Fire and synchrony of flowering increase reproductive success in two tallgrass prairie perennials

In the prairie, fire used to be a frequent ecological disturbance that has been suppressed in recent decades. Ecologists hypothesize fire is important for prairie communities because it can retard woody growth and affect nutrient availability, allowing native prairie plants to maintain a competitive advantage. But fire might also be directly influencing the population dynamics of plants, especially if fire is associated with better reproductive opportunities for native plants. Fire is associated with greater reproductive biomass for a couple prairie species, but there aren’t too many studies documenting the extent of reproductive increases following fire. Even if fire stimulates more flower production, individual plant reproductive success in terms of viable fertilized seeds may tell a different story. In this study, I examine how fire affects the timing of flowering and reproductive success of Liatris aspera and Solidago speciosa, two relatively common prairie species living in an extremely reduced and fragmented habitat. I present evidence that fire influences reproductive outcomes to differing degrees in the two species by mediating the timing of flowering. I suggest that fire can directly influence plant population dynamics which is useful information from a basic ecological perspective and for land managers conducting prescribed burns. I also show that the timing of flowering has important effects on plant reproductive success; a relevant consideration given that the timing of flowering is shifting for many species across the world due to climate change and altered disturbance regimes. My research also lends new insights into how fire benefits the prairie community – plants could produce more offspring following fire, and species that rely on plant seeds in their diet also benefit from having a greater food source following fire. 
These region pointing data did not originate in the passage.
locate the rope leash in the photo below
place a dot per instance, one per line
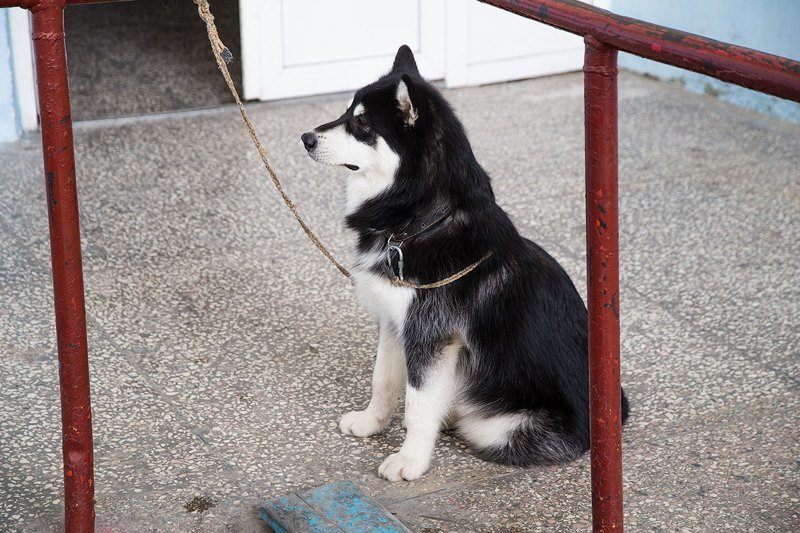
(223, 56)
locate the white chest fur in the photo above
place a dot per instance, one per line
(386, 301)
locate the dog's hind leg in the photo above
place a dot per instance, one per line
(388, 378)
(522, 439)
(428, 403)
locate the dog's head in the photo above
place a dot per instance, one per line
(378, 125)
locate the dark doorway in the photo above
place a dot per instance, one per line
(147, 56)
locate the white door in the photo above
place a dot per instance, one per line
(293, 48)
(487, 45)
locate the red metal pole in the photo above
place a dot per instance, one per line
(602, 247)
(65, 249)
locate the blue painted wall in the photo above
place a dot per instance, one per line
(769, 25)
(9, 118)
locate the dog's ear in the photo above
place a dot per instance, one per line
(404, 62)
(407, 100)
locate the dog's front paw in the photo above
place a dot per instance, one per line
(399, 466)
(361, 424)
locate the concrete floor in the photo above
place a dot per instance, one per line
(224, 347)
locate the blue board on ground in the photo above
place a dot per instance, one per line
(335, 507)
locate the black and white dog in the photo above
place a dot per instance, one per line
(499, 354)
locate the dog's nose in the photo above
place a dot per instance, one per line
(309, 139)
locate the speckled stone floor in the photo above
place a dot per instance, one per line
(224, 347)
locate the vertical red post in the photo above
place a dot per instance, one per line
(602, 247)
(65, 249)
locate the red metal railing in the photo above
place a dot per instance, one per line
(604, 33)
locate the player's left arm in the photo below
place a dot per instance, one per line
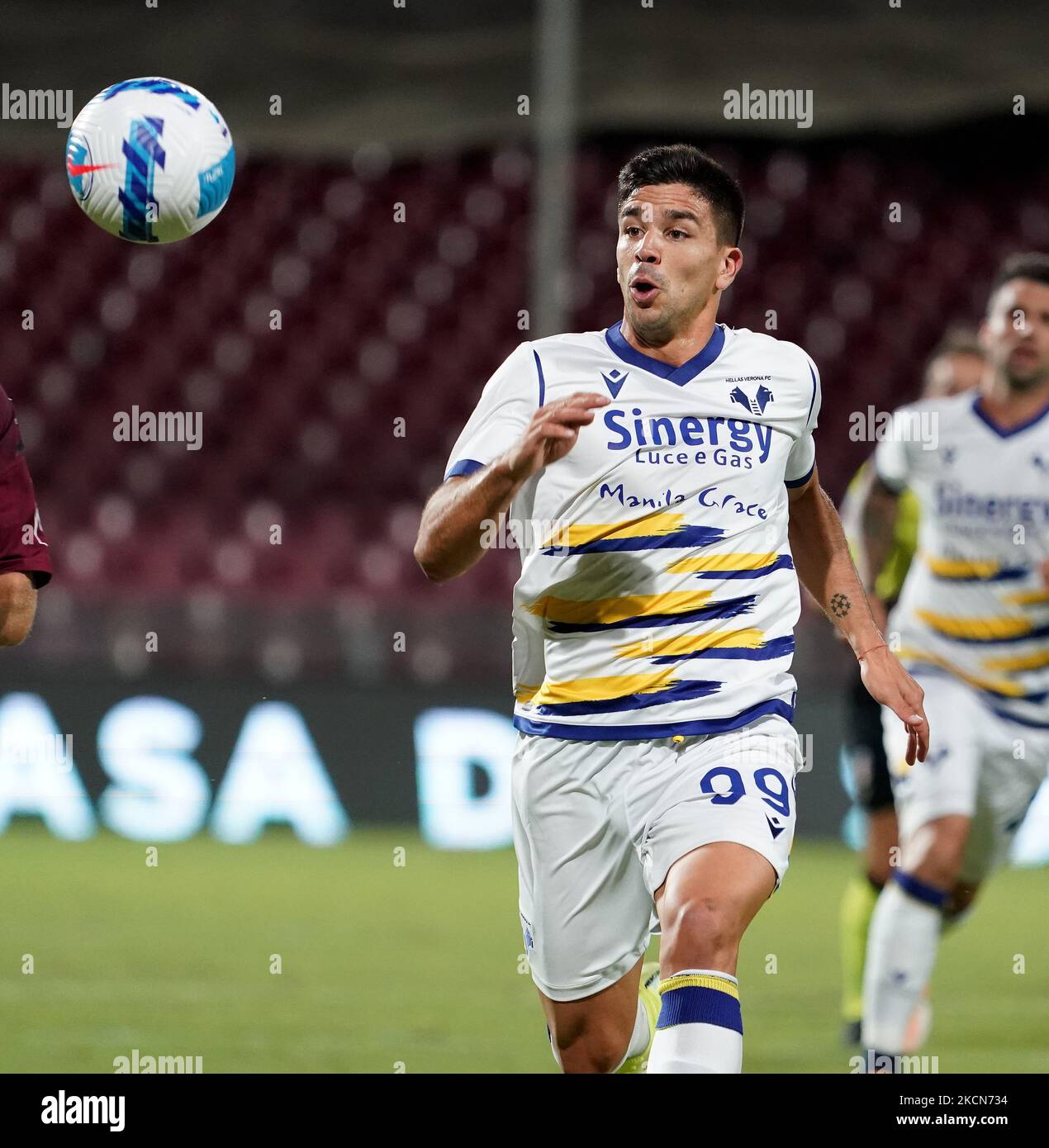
(825, 568)
(17, 608)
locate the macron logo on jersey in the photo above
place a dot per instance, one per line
(615, 380)
(757, 404)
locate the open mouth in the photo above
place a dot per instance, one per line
(643, 291)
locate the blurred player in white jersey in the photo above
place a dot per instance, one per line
(663, 476)
(955, 367)
(973, 627)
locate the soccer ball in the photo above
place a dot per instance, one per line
(150, 159)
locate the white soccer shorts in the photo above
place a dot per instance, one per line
(597, 824)
(979, 765)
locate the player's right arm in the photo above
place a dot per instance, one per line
(453, 526)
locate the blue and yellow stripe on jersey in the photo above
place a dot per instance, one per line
(1004, 629)
(750, 643)
(964, 570)
(652, 532)
(571, 615)
(615, 692)
(724, 566)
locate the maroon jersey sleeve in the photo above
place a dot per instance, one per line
(23, 545)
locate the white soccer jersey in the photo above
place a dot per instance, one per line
(657, 594)
(975, 604)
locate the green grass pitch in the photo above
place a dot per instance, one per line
(419, 965)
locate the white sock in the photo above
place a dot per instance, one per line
(901, 951)
(700, 1027)
(639, 1038)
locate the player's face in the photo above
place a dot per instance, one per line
(1016, 333)
(952, 373)
(669, 263)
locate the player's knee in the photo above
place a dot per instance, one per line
(586, 1046)
(703, 933)
(960, 901)
(942, 861)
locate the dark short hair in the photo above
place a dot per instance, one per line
(681, 164)
(958, 341)
(1022, 265)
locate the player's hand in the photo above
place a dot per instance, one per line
(553, 433)
(889, 682)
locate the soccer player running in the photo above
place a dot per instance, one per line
(955, 367)
(24, 562)
(973, 624)
(663, 471)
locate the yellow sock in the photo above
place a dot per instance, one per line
(857, 904)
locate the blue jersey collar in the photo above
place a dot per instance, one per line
(678, 374)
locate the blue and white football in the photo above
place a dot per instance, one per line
(150, 159)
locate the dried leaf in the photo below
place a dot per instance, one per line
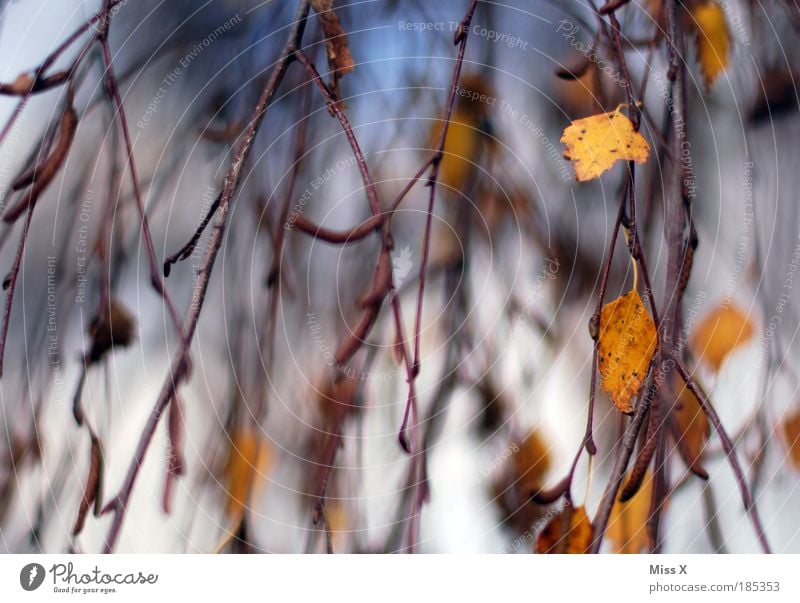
(595, 143)
(460, 150)
(94, 486)
(790, 428)
(719, 333)
(248, 460)
(626, 345)
(43, 174)
(692, 426)
(713, 39)
(627, 524)
(339, 58)
(569, 532)
(114, 327)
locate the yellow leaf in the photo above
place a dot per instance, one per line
(569, 532)
(595, 143)
(467, 132)
(626, 345)
(248, 458)
(627, 525)
(460, 150)
(791, 433)
(692, 423)
(719, 333)
(713, 39)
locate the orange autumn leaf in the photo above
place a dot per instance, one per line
(692, 424)
(569, 532)
(790, 429)
(248, 459)
(625, 347)
(719, 333)
(467, 136)
(594, 144)
(713, 39)
(627, 524)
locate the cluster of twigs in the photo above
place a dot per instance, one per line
(647, 427)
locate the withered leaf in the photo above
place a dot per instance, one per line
(594, 144)
(719, 333)
(569, 532)
(627, 524)
(339, 57)
(625, 348)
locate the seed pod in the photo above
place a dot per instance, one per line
(114, 327)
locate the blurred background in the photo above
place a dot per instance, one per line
(262, 426)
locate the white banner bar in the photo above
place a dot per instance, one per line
(396, 578)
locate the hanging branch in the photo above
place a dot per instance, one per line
(180, 365)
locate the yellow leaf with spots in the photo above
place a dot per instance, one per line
(719, 333)
(595, 143)
(625, 347)
(569, 532)
(248, 459)
(627, 524)
(713, 39)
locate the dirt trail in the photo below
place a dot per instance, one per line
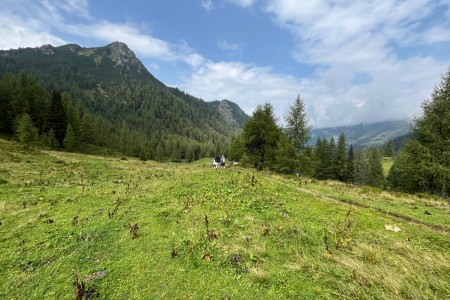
(437, 228)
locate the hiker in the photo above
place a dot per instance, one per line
(217, 162)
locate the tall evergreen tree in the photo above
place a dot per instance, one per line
(389, 148)
(26, 131)
(86, 129)
(361, 172)
(376, 176)
(70, 141)
(261, 135)
(341, 159)
(424, 164)
(56, 117)
(349, 176)
(297, 128)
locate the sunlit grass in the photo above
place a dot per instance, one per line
(208, 235)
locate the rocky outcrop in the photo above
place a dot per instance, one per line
(124, 57)
(226, 111)
(46, 49)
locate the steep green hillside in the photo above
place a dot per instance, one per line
(123, 99)
(364, 134)
(141, 230)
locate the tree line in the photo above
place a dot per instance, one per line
(422, 165)
(56, 120)
(264, 144)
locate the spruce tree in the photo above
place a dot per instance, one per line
(376, 176)
(261, 135)
(361, 166)
(424, 163)
(70, 141)
(389, 148)
(350, 170)
(56, 117)
(297, 128)
(341, 159)
(26, 131)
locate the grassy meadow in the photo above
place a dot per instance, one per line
(131, 229)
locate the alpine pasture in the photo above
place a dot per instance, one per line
(74, 225)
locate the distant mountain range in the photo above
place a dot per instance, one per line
(113, 84)
(365, 134)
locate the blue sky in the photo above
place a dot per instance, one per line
(350, 61)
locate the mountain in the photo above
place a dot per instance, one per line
(124, 98)
(364, 134)
(231, 112)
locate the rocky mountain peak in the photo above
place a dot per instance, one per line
(46, 49)
(123, 56)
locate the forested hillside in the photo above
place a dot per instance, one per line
(366, 135)
(109, 99)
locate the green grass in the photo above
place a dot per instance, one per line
(387, 163)
(266, 235)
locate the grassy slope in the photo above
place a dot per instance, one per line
(266, 234)
(387, 163)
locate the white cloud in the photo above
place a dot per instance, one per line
(207, 4)
(15, 33)
(344, 39)
(244, 84)
(229, 46)
(243, 3)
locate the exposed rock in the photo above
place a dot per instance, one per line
(74, 47)
(46, 49)
(124, 57)
(227, 112)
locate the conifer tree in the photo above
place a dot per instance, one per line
(349, 177)
(361, 167)
(261, 134)
(424, 163)
(297, 128)
(86, 129)
(56, 117)
(376, 176)
(341, 159)
(26, 131)
(389, 148)
(70, 141)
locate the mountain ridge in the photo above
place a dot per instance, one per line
(112, 84)
(364, 134)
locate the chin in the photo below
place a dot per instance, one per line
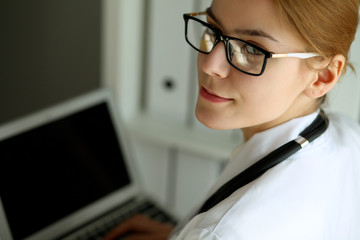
(212, 122)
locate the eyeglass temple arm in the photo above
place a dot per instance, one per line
(296, 55)
(197, 14)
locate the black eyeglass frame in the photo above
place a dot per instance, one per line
(220, 37)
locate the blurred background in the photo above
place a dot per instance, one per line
(56, 50)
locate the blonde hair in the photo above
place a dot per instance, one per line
(327, 27)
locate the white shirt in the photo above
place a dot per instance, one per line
(312, 195)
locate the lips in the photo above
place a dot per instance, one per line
(212, 97)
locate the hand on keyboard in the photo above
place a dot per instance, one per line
(140, 227)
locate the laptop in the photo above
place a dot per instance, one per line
(66, 173)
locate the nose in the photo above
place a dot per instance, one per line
(215, 63)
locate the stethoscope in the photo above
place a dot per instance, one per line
(314, 130)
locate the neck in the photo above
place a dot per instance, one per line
(248, 132)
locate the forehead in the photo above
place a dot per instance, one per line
(247, 13)
(261, 15)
Pollen flow and plant reproductive success depends on the community of co-flowering plants

The floral neighborhood, or community of co-flowering plants surrounding an individual plant, could influence plant reproduction by affecting pollination. Plants in highly fragmented habitats already risk poor reproduction due to mate-limitation, so understanding how community dynamics further impact reproduction is especially critical. To gain a mechanistic understanding of how floral neighborhood influences reproduction in a fragmented landscape, we characterized the floral neighborhood surrounding flowering Echinacea angustifolia (a common tallgrass prairie perennial), including the species richness and diversity of all insect-pollinated flowering plants, and the proximity to potential mates other flowering Echinacea. Four stages in pollination are useful for understanding pollen flow from source to seed: 1) pollinator visitation rate, 2) pollen load on pollinators, 3) pollen on stigmas, and 4) reproductive success of plants. Following pollen flow of a single plant species in this fashion is underutilized but useful for revealing mechanisms of plant reproductive success – especially for obligate outcrossing species. In this study we examine how community context of a model prairie species’ co-flowering plants and pollinators influence its pollen flow and reproductive success. 

Spatial and temporal dimensions of fitness in CA annual plant communities

Growing up in southern California, I occasionally had the opportunity to witness breathtaking “superblooms” where hills would be blanketed in small wildflowers. I was always enchanted by historical descriptions of wildflowers, such as this 1850 account by Jeff Mayfield,

“As we passed below the hills the whole plain was covered with great patches of rose, yellow, scarlet, orange, and blue. The colors did not seem to mix to any great extent… and some of the patches of one color were a mile or more across…”

Imagining the perspective of an individual plant in such a patch makes me wonder what attributes of its position in time and space are most important for growth and reproductive success. Is reproductive success higher for individuals situated in the middle of a dense patch, or in a sparse area? Are individuals surrounded by the same species more or less successful than those surrounded by different flowering species? Does flowering synchrony influence reproductive success? Is reproductive success for self- incompatible plants more dependent upon being in the right time and place than for self-compatible plants? We know competition between and within species influences plant growth, and competition for pollination influences reproductive success, but few studies have incorporated experimental manipulations of flowering timing, spatial density of flowers, and diversity of flowering neighborhood to understand which of these biotic environmental factors could be most important for predicting reproductive success. To address these gaps, I will create a common garden containing experimentally manipulated populations of four native species. Self-incompatible species, Lasthenia californica and Layia platyglossa and self- compatible species with mixed mating systems, Collinsia heterophylla and Phacelia tanacetifolia are distributed across California known to coexist in natural communities. Quantifying the contribution of an individual’s position in time and space to its reproductive success is worthwhile because differences in individual reproductive success drive species evolution and influence coexistence within communities.